George Francis Train was an American success story. He made a fortune in shipping in the days of the clipper ships, but when steam came along, true to his surname, he shifted to railroads. He was a major supporter of the Union Pacific and helped secure new methods of building and financing new lines. The Union Pacific route made Omaha a major city, and Train made even more money through real estate investments there.
He also traveled the world extensively, first on business, then to prove a point. Train was obsessed with moving faster and moving globally. He put globetrotting to the test when he rounded the world in 80 days — he claimed, with some reason, to have inspired Jules Verne’s subsequent bestseller, Around the World in 80 Days. When the brave and intrepid female reporter Nellie Bly circumnavigated the world in just 72 days, arriving back in New York in January 1890, Train’s competitive spirit was fired. He was determined to beat Nellie Bly’s record.
In addition to his travels, Train wrote endless tracts, poems and epigrams about how to improve the world and to advance his eclectic agenda. He was a one-man social-media storm, an eccentric influencer. His issues included women’s suffrage and Irish independence (he was for them), and his personal belief that his genius connected him with the universe. “I am possessed of great psychic force,” claimed The Psycho.
Above all, he was motivated by boom-town energies. He had visited Tacoma and was in the thrall of its prospects as the major trade city on the Pacific coast, especially since its designation as the western terminus of the transcontinental railroad. The editor of The Tacoma Daily Ledger, R.F. Radebaugh, was a fan, and he ran Train’s musings and rants in his paper. Train approached him with an idea that seemed ripe for the booming Tacoma, which Train dubbed “the City of Destiny.”

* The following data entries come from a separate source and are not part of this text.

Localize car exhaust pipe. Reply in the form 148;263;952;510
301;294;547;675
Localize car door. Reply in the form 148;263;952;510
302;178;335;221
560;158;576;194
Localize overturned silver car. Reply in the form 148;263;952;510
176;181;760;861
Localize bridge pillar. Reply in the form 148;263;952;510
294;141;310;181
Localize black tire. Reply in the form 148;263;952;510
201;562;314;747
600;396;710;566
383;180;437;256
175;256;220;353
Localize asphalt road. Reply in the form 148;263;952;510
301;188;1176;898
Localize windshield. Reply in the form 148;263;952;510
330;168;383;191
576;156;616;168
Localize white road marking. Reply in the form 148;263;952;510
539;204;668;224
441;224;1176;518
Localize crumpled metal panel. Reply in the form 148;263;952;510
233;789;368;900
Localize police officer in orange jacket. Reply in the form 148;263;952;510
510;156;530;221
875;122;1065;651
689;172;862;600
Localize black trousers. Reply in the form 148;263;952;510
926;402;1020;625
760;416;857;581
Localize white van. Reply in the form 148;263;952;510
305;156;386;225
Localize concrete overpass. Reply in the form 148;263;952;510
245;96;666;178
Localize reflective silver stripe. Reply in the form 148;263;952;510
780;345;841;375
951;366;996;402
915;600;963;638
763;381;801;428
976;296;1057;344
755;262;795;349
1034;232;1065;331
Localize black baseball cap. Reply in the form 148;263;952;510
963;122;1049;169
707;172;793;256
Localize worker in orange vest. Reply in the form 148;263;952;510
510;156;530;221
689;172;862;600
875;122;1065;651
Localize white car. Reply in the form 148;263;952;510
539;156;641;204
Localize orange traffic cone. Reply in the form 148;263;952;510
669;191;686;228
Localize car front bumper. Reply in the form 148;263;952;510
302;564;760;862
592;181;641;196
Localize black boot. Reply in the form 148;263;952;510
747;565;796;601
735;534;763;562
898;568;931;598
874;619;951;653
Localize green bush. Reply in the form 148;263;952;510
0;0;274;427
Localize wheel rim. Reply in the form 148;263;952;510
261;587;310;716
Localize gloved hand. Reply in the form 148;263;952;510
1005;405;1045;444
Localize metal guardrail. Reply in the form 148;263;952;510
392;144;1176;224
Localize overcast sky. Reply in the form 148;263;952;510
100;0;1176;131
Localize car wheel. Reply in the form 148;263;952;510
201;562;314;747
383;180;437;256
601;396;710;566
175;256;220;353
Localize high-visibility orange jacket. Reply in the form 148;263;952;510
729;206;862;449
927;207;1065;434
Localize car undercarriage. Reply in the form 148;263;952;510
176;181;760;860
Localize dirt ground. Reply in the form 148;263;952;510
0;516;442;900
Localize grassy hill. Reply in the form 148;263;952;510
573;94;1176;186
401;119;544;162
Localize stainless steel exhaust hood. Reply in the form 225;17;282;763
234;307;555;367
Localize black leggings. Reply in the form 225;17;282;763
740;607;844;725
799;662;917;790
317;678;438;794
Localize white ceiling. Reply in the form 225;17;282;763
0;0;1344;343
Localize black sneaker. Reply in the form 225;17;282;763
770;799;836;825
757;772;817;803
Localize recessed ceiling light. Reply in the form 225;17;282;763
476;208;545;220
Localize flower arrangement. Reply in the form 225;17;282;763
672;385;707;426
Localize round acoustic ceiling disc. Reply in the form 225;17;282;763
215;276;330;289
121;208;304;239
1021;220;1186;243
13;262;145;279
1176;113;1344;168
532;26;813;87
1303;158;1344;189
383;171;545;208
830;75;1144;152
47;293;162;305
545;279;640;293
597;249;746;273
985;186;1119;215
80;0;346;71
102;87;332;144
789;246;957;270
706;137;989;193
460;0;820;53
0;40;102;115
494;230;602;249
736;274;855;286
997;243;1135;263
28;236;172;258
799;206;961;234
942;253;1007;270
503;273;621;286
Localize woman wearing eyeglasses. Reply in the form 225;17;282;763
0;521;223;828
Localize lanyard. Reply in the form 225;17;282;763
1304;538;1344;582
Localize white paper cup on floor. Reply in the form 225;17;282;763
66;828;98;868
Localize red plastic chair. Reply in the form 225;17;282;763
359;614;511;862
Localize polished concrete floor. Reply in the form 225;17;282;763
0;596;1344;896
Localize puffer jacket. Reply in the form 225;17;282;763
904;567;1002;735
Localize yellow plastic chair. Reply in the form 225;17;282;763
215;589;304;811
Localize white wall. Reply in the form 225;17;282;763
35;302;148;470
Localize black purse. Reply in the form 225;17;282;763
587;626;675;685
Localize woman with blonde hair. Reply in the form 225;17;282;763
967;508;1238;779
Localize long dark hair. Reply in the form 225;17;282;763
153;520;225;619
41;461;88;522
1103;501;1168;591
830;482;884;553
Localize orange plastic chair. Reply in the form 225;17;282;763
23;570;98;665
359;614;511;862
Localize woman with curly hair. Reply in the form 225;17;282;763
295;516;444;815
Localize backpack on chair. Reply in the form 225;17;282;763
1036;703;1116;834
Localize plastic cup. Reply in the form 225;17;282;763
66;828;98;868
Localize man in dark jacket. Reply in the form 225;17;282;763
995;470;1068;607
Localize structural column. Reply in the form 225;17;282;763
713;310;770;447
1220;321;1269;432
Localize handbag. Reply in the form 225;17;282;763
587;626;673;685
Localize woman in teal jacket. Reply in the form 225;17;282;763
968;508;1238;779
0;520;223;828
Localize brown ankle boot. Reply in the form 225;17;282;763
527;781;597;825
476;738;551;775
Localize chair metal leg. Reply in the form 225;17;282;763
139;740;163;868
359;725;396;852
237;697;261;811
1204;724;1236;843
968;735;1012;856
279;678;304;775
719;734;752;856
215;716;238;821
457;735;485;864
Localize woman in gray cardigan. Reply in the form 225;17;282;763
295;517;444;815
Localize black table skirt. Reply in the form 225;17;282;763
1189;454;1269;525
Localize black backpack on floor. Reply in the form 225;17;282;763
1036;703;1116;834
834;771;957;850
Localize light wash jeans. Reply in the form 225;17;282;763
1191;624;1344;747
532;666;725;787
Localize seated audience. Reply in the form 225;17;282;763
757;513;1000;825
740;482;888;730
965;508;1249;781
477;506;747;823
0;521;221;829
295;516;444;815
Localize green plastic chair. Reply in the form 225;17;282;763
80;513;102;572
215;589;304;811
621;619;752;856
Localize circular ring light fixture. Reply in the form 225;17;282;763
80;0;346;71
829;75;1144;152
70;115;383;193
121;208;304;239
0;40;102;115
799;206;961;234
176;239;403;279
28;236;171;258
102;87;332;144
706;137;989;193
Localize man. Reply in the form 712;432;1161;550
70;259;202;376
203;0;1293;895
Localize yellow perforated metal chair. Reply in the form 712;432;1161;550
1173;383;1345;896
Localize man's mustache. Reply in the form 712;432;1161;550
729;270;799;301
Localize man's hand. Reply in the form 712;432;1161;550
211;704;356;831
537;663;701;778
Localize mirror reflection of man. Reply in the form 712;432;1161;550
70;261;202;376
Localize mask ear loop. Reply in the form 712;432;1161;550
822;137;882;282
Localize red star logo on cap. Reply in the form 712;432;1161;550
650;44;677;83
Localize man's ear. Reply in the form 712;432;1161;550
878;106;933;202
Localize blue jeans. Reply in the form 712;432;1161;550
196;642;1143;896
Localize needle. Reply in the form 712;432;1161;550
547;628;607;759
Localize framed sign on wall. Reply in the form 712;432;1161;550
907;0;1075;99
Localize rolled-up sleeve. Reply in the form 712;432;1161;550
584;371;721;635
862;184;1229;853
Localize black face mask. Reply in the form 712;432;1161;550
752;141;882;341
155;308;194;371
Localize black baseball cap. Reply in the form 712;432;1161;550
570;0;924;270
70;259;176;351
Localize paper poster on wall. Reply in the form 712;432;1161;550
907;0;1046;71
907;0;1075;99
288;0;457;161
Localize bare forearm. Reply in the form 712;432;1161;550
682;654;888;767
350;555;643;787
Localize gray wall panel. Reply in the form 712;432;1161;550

Train promised to outdo Bly by rounding the world in 60 days and having his reports of the trip published in “40,000 newspapers” for an audience of “100 million” people, he said. This trip would showcase Tacoma’s position as the emerging U.S. city in the Pacific trade. Train said he was ready to leave immediately if Tacoma welcomed him with funds and a forum.
Train pledged his stunt would be a dagger in the heart of competing cities. He wrote: “Seattle! Seattle! Death Rattle! Death Rattle! Now is Tacoma’s Time! Wire me at once!” Ever the salesman, he closed with a veiled threat: “If no! shall go via Canadian Pacific and give them the thunder!” The electric Train styled himself as the bringer of destiny. Grandiosity was part of the Train brand.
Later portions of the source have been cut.